The object of the present invention is to provide a goniometer for testing purposes of the type mentioned to indicate which over a large frequency range works with consistent accuracy.

According to the invention, this output is achieved by a goniometer with the features given in claim 1. Characteristic of a particular The angle of incidence of an RF wave is, on the one hand, the amplitude ratio of the two Bearing voltages and, on the other hand, the sign ratio of the bearing voltages to one another and to the auxiliary voltage. By the polarity of the DF voltages in relation to the auxiliary antenna voltage the quadrant in which the wave is incident is determined by the amplitude ratio the bearing voltages of the angles within this quadrant. When simulating the Clamping tongues by the goniometer is controlled by the adjustable attenuators Amplitude ratio of the simulated bearing voltages over a range of, for example 60 dB is set and thus an angle within a quarter circle without any definition defined by this quarter circle.

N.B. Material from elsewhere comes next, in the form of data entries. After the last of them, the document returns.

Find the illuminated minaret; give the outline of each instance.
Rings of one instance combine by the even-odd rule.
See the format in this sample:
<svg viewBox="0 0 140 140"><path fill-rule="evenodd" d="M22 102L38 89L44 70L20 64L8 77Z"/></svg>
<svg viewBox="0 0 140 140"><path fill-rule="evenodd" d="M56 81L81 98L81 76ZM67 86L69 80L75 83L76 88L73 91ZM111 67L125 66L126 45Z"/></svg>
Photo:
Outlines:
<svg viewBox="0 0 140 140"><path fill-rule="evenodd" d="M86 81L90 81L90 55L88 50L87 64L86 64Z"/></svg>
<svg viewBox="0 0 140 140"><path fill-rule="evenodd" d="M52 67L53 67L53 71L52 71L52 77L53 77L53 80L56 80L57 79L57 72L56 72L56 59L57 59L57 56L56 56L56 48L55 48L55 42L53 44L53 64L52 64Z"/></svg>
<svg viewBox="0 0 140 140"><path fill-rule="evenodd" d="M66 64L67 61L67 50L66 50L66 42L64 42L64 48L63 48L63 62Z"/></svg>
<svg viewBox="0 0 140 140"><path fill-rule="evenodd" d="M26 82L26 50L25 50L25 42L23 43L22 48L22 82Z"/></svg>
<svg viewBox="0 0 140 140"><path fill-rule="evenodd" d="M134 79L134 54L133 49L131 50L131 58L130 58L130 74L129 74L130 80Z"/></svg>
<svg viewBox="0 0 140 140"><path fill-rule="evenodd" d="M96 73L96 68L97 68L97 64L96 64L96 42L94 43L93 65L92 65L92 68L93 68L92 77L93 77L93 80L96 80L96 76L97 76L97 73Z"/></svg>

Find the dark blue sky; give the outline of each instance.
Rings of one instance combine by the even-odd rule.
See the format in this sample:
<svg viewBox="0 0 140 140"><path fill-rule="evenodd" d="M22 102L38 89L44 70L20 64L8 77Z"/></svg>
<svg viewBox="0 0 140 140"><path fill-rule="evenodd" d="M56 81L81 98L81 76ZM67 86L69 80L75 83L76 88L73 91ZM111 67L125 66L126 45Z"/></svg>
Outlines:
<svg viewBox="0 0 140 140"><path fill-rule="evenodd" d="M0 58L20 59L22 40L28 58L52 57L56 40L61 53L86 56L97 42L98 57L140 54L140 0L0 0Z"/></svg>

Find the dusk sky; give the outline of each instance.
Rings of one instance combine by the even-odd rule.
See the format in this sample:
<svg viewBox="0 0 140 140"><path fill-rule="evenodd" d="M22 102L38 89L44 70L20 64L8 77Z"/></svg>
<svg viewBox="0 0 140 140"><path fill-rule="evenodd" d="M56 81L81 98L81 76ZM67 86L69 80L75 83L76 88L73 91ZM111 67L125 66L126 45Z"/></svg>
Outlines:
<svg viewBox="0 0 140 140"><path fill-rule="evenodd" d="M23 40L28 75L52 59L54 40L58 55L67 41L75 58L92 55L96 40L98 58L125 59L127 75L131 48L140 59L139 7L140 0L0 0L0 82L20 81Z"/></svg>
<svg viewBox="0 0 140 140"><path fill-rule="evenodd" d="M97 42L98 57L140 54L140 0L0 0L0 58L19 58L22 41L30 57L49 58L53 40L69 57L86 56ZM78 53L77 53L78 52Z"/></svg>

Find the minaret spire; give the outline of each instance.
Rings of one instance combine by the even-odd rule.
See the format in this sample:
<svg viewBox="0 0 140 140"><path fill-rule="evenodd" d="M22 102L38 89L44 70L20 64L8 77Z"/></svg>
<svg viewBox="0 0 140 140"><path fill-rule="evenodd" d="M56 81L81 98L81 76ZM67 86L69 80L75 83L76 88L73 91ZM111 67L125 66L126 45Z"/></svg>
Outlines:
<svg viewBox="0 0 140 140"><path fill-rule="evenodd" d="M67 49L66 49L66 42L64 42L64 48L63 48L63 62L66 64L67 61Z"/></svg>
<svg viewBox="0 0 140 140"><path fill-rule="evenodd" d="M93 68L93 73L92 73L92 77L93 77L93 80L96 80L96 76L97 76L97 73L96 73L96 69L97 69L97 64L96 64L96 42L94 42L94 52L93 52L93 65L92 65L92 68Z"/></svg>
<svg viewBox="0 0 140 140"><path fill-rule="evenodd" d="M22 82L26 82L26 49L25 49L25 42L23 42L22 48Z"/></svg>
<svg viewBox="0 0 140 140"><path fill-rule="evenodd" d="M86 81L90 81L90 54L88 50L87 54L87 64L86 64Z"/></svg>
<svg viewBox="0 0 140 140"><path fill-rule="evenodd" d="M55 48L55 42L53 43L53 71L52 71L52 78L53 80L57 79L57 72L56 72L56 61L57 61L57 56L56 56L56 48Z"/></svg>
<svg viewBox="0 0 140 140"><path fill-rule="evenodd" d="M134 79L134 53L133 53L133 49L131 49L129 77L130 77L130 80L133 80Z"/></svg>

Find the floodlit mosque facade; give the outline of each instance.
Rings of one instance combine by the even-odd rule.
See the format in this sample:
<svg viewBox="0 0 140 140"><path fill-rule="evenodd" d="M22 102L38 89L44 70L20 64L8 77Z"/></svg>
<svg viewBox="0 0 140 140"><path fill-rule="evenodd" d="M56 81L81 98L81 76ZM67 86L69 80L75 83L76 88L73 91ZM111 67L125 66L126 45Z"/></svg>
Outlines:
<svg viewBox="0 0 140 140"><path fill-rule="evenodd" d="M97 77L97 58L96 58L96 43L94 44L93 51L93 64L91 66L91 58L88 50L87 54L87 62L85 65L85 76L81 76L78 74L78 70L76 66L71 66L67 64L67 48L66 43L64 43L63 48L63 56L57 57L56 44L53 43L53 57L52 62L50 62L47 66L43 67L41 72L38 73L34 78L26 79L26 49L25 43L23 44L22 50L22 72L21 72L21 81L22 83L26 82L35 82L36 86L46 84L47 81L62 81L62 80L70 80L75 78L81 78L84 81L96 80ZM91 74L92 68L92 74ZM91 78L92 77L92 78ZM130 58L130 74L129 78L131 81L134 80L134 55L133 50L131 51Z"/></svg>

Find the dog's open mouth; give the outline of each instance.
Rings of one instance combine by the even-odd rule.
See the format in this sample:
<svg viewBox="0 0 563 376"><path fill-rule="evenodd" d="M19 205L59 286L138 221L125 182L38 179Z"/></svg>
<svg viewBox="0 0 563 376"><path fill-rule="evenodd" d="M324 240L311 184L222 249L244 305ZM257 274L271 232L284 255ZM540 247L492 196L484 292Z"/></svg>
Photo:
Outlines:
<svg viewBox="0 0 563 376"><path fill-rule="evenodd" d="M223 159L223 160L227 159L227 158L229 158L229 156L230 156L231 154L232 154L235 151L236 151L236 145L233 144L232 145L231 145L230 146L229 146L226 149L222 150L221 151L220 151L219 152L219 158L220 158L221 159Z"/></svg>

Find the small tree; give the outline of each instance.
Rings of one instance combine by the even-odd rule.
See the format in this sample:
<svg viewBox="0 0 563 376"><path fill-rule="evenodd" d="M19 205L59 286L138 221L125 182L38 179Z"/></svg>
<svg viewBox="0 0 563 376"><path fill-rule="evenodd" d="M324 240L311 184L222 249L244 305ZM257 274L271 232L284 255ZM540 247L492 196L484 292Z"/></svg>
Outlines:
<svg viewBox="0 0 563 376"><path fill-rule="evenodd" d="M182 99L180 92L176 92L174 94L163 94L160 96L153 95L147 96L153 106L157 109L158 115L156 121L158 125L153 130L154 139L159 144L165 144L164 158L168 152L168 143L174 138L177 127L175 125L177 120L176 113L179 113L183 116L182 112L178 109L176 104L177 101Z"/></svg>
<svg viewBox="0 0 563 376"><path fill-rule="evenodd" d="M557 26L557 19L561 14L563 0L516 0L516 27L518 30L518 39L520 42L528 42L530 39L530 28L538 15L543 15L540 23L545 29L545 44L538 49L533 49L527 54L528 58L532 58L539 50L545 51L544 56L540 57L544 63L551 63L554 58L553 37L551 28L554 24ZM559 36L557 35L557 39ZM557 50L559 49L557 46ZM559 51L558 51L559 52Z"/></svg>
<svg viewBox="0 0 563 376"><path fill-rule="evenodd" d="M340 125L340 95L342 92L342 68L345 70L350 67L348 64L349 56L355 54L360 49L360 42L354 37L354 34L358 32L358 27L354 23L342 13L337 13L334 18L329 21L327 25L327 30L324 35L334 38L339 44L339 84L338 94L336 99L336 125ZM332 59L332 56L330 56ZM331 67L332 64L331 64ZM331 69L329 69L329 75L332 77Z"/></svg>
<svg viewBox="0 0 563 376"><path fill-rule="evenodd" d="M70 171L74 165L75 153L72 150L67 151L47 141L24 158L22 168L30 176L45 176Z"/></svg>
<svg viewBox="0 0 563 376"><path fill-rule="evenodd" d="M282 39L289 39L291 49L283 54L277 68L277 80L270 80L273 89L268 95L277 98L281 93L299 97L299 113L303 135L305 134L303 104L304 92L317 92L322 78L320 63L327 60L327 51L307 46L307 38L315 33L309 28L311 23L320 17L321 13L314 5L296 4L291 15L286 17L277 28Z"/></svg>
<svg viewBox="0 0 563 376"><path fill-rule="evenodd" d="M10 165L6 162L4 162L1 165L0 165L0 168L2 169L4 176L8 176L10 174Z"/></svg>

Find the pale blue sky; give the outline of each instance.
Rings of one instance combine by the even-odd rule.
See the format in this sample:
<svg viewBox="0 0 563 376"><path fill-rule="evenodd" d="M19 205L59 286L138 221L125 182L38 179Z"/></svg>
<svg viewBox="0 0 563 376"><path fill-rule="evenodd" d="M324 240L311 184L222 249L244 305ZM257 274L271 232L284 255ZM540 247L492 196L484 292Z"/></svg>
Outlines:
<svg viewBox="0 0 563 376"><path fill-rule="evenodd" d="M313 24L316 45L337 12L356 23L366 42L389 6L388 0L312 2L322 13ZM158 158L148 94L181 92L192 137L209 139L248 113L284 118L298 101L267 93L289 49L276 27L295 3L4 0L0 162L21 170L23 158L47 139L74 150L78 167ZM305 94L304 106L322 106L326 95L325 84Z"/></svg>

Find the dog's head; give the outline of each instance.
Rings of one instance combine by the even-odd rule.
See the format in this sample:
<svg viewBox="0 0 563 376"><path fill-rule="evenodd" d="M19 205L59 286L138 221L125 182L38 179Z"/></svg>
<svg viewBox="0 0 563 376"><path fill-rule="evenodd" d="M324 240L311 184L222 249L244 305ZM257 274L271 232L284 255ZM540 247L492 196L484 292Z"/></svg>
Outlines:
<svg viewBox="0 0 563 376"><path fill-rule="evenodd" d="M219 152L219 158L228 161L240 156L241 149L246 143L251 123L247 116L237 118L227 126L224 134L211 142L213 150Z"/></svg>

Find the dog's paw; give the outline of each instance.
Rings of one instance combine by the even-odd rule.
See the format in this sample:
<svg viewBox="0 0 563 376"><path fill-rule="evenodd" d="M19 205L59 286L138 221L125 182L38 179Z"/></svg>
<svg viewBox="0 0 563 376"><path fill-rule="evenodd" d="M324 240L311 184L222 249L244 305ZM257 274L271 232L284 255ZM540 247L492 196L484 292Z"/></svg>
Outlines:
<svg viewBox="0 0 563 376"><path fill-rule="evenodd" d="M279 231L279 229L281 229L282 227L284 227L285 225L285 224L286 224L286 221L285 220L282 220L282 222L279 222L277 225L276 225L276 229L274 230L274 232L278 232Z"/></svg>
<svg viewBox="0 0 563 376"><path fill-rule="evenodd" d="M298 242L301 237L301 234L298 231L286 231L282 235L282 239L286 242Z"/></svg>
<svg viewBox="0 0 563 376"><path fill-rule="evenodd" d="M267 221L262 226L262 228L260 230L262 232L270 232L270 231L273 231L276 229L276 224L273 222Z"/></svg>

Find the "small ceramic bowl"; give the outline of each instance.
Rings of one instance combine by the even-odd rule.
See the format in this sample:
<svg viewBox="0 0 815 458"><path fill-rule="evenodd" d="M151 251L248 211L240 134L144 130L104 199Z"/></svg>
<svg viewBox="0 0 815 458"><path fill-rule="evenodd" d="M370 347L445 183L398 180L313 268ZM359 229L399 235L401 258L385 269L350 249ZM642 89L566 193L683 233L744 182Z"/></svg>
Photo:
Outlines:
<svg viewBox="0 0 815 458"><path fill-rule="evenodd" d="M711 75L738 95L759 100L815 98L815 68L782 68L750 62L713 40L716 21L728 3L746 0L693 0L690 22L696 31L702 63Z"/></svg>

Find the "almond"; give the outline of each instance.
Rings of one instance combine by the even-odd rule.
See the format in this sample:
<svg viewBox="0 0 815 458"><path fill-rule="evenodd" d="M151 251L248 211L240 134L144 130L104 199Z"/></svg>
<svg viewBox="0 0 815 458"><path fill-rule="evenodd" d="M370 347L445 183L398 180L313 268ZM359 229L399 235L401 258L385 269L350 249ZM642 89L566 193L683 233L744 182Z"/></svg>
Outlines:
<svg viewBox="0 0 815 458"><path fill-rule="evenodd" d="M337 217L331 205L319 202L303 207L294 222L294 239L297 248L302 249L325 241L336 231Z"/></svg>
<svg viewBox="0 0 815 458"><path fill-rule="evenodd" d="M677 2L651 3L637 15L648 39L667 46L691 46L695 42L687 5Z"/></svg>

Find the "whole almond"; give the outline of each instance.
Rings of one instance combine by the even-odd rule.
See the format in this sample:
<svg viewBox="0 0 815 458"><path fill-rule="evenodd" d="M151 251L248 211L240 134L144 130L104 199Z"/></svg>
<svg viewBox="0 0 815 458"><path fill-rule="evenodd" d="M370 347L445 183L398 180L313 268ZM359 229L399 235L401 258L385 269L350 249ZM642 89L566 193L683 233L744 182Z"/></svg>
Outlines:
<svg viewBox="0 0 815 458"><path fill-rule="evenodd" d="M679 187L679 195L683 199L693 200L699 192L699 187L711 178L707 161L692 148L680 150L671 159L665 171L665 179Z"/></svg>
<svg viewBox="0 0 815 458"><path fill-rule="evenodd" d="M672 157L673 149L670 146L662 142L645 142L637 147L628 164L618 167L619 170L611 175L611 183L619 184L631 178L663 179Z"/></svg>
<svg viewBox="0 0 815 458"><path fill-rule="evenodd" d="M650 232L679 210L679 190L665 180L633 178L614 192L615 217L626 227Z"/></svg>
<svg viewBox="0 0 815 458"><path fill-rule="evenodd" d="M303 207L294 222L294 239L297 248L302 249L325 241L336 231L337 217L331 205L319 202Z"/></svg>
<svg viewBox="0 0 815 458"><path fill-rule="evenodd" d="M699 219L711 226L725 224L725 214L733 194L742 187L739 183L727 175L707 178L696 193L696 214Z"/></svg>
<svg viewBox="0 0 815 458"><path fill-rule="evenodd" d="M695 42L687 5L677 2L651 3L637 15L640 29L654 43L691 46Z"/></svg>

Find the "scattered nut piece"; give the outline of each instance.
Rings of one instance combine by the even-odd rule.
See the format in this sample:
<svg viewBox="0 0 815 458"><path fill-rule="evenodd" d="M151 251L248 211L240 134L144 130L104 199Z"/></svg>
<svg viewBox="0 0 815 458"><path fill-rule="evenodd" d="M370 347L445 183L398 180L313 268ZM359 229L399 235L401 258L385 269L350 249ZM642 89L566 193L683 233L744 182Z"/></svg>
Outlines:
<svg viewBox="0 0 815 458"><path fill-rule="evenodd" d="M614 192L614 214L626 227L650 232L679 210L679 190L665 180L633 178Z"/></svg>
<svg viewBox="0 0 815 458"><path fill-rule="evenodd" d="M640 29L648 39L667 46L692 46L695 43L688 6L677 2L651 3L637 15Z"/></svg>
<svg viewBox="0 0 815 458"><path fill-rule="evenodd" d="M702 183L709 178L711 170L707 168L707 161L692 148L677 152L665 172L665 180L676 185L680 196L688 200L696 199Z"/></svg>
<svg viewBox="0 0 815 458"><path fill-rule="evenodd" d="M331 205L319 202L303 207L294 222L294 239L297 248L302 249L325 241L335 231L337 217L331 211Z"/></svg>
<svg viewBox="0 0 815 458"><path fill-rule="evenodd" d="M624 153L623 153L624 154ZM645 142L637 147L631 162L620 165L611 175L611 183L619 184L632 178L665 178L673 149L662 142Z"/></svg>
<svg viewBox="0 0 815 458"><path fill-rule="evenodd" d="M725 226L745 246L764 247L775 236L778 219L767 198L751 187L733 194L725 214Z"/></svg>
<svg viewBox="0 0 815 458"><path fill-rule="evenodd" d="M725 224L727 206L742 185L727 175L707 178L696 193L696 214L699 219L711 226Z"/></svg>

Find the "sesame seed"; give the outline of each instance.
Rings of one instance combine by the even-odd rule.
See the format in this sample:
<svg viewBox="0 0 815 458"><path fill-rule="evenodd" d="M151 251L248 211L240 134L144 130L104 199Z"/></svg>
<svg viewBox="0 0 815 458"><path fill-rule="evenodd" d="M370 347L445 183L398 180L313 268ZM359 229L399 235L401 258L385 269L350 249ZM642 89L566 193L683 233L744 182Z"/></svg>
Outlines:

The quadrant is determined by setting the polarity the simulated bearing voltages for the auxiliary voltage. Setting the polarity A bearing voltage with respect to the auxiliary voltage is done by setting it to equality or phase out of phase between DF voltage and high voltage by means of a 00/1800 Phase shifter in the angular path of the bearing voltage.

A frequency-variable X sen4nr is provided to generate the power, its output over a power-sharing component, for example a power divider with three, also known as a "hybrid function" Outputs to the three connections of the goniometer with the interposition of the phase and attenuators is distributed. The setting of the 00/1800 phase shifters and the attenuators are carried out using special means provided for this purpose. It leaves In general, the phase of the signal cannot be avoided over the path between the outputs of the power splitter up to the connections of the goniometer depending on the frequency is influenced, so that the relative phase position of DF voltages and auxiliary voltage shifts by simply changing the frequency.

To counter this, either the signal path for the auxiliary voltage be built with the same components as they are in the signal paths for generation the bearing voltages are arranged. However, it is advantageous, since it is simpler, to use the Signal path of the auxiliary voltage a simply constructed phase-influencing element to attach, the accuracy of which only low demands are made, since the phase position of the auxiliary voltage with respect to the DF voltages is only used for side identification, d. H. is needed to select the correct quadrant, and for this already one Setting accuracy of about 300 is sufficient.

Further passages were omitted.